Pero en una segunda mirada es precisamente ese resultado el que representa una auténtica resurrección para el Partido de la Revolución Democrática. Porque, aunque nada está escrito, si extrapolamos los más de 17 puntos a la elección presidencial de 2018, el PRD se convertirá en el fiel de la balanza para los dos o tres más fuertes que disputarán con uñas y dientes las llaves del reino de Los Pinos. Más aún, si descartamos –con la lógica más elemental– una alianza con el PRI, el PRD se convertirá en “la manzana de la victoria” tanto para el PAN como para Morena. Lo cual es un patrimonio gigantesco y un poder de negociación de igual magnitud.

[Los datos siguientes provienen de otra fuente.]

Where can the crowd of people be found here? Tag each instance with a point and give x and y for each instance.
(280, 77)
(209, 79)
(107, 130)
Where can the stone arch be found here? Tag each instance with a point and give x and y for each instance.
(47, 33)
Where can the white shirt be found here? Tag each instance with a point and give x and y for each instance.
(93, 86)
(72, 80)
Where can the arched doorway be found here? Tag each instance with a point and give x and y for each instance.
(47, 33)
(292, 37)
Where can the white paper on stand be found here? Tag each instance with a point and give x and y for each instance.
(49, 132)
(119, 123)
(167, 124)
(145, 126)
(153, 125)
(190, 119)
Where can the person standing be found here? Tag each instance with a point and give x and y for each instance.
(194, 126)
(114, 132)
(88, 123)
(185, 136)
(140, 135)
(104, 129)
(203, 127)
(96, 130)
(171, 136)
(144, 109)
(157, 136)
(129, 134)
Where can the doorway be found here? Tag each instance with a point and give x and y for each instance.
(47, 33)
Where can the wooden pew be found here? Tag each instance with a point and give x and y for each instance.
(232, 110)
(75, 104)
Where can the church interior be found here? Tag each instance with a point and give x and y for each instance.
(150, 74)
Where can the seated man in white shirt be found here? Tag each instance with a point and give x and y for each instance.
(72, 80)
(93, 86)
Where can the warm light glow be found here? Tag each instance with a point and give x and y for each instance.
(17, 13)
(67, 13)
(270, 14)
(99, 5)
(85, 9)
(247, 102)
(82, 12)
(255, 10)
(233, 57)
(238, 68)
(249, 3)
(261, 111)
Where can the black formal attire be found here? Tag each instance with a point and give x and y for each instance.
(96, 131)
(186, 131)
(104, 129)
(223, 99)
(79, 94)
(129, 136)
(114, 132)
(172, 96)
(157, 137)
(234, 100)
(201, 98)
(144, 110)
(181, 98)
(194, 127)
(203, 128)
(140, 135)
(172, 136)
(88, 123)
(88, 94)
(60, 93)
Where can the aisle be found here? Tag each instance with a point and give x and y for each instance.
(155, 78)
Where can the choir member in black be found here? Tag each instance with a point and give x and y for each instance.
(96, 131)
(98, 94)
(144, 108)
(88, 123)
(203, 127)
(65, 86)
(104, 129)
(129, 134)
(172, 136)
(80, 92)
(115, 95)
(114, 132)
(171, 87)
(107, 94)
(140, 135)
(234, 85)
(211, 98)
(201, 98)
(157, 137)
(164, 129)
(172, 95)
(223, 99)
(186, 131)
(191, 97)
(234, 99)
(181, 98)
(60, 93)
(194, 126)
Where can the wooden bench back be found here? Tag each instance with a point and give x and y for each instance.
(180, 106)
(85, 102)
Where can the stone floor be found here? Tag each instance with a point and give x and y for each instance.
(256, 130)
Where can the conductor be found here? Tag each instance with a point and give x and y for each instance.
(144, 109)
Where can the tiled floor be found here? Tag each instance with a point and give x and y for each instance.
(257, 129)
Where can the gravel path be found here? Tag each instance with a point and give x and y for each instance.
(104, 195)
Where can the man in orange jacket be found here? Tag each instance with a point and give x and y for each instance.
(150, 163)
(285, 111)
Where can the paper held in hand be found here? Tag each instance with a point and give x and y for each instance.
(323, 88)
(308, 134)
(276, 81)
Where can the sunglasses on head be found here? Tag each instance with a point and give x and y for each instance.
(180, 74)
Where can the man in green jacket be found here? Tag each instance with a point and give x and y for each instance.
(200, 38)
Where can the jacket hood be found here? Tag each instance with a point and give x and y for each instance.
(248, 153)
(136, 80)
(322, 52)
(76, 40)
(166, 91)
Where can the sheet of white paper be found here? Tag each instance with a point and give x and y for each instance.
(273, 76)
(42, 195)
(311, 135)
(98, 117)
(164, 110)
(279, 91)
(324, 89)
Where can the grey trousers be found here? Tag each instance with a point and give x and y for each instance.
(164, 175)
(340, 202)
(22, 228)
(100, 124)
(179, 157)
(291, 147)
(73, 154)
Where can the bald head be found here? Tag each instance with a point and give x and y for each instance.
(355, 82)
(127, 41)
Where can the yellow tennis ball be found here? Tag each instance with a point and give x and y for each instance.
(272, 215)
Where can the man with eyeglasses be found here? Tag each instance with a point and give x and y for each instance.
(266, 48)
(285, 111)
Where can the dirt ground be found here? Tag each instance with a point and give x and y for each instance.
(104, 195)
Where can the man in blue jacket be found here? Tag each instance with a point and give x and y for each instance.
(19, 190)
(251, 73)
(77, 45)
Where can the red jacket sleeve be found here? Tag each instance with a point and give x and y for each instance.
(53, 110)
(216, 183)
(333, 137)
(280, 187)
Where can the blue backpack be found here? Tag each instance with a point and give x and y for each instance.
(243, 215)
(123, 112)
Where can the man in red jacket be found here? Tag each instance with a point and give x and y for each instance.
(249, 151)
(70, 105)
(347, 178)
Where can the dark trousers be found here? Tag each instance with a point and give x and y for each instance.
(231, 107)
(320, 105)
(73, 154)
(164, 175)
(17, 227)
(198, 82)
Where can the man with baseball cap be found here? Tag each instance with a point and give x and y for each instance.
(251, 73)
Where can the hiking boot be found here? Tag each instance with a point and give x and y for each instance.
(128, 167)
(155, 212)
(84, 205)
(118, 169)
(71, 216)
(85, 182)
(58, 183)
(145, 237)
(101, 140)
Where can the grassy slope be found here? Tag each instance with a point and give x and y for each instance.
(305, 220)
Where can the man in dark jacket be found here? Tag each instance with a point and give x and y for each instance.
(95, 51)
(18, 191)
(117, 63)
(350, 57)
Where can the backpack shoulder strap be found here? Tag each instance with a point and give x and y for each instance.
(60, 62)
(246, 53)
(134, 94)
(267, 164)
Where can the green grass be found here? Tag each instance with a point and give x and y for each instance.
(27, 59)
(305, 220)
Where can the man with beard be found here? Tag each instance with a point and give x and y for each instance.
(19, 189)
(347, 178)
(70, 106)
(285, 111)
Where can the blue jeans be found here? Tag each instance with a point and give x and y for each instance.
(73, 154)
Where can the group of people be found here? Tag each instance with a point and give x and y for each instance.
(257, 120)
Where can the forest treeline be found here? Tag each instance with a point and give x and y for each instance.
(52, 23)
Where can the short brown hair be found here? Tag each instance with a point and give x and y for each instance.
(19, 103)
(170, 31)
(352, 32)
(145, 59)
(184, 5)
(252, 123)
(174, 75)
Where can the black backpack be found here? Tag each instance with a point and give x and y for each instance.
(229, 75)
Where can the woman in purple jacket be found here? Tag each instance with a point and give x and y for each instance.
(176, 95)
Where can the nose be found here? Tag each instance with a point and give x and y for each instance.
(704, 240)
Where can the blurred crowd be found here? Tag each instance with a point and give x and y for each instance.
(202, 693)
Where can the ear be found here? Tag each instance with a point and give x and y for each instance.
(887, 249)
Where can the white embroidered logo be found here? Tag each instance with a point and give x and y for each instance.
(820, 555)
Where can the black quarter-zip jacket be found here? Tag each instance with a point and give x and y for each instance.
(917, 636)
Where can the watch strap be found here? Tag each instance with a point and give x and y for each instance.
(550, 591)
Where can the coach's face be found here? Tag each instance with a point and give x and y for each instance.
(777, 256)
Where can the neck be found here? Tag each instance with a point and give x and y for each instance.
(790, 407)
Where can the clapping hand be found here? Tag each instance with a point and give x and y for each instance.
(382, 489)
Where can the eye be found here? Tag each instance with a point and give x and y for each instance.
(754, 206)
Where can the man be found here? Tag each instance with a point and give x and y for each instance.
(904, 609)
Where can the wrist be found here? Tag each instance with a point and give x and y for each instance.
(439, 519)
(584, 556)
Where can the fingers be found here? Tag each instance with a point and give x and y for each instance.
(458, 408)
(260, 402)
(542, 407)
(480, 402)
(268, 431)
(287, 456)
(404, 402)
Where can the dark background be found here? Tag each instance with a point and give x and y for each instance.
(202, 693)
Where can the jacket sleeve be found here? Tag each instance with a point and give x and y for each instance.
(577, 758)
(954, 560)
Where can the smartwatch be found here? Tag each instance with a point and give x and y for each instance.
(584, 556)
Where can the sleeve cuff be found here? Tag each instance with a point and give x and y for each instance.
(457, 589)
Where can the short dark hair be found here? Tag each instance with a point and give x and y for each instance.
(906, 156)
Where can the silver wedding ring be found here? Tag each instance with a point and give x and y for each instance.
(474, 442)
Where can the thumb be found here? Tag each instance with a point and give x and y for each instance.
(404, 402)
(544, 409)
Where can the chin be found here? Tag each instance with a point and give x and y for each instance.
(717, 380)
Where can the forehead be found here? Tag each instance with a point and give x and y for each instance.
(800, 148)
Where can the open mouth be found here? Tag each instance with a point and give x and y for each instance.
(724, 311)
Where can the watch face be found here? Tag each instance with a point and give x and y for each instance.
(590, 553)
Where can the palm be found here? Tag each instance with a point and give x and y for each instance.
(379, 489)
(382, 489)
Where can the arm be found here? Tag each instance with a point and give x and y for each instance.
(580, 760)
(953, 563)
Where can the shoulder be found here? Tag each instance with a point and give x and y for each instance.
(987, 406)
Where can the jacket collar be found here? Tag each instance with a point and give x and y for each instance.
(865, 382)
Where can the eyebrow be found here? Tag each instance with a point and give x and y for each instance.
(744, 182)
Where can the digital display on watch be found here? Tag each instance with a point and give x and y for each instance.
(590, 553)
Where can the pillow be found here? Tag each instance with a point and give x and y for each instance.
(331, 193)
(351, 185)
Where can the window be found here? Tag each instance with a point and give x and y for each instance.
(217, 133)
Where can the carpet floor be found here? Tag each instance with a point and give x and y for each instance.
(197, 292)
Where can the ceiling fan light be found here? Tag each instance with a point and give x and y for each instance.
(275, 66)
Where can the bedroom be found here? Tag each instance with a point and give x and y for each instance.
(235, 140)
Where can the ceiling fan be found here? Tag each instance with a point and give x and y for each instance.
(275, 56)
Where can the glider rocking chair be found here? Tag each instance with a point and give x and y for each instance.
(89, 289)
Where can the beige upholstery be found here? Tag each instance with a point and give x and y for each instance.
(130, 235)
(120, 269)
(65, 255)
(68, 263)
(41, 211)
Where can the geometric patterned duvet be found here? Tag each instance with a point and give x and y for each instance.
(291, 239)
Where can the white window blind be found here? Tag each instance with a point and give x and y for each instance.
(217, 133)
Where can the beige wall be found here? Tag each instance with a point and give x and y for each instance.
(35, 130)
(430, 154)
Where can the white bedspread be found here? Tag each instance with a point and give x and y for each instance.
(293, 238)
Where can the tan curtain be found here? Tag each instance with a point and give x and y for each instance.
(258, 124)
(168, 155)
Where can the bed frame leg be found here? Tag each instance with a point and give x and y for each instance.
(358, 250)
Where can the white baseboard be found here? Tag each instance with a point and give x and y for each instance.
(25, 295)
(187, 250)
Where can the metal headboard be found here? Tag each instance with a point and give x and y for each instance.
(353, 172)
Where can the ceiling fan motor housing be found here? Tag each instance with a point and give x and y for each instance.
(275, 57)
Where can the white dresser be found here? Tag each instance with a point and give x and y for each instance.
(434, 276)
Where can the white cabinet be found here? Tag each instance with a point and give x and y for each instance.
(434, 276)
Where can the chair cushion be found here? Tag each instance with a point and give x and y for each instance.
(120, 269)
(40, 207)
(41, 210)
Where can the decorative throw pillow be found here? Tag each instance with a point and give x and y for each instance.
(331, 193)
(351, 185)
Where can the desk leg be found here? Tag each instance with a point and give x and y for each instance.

En el primer caso, aunque las alianzas PAN-PRD no son nuevas, se ha tratado más de matrimonios por conveniencia entre las cúpulas que, aun dando resultado, luego se diluyen en los ejercicios de gobiernos estatales o municipales. Pero está claro que la Presidencia de la República no es un estado más: será la madre de todas las batallas, porque estarán en juego la definición y el rumbo del país. En ese sentido, la del PAN con el PRD parecerá una alianza antinatural. A la que habría que añadir la muy probable imposición de un candidato de filiación panista que tal vez no garantice el voto de las bases perredistas.

Por ello, la lógica más elemental apuntaría a una gran coalición de izquierdas encabezada necesariamente por Morena, dado su nuevo peso específico como tercera fuerza en todo el país sólo después del PRI y el PAN. En este hipotético grupo de partidos el PRD jugaría también un papel secundario, pero en un terreno mucho más afín, al menos ideológicamente.

Sin embargo, esta posibilidad por ahora parece todavía más remota incluso que la sociedad electoral con el PAN. Y es que a pesar de la supuesta cercanía PRD-Morena en principios doctrinarios, la distancia que han establecido los agravios entre unos y otros parece insalvable.

Paradójicamente, el fracaso del intento aliancista entre morenos y perredistas en el Estado de México ha sido el detonador de la ruptura entre estas dos fuerzas políticas, que sumadas hubieran tenido una victoria contundente y hasta avasallante. Pero que al repelerse favorecieron al supuesto enemigo común que es el PRI.

Por ello, los oxigenados priistas aún albergan esperanzas de retener la Presidencia en el 18. Porque los dirigentes del PRD y Morena muy probablemente seguirán imponiendo los jugos gástricos a las neuronas. Y porque la única posibilidad de una alianza total de las izquierdas pasa por un gran acuerdo político entre Andrés Manuel López Obrador y Miguel Ángel Mancera. Cualquier otra vía será una pérdida de tiempo. Se ve difícil. Pero no imposible.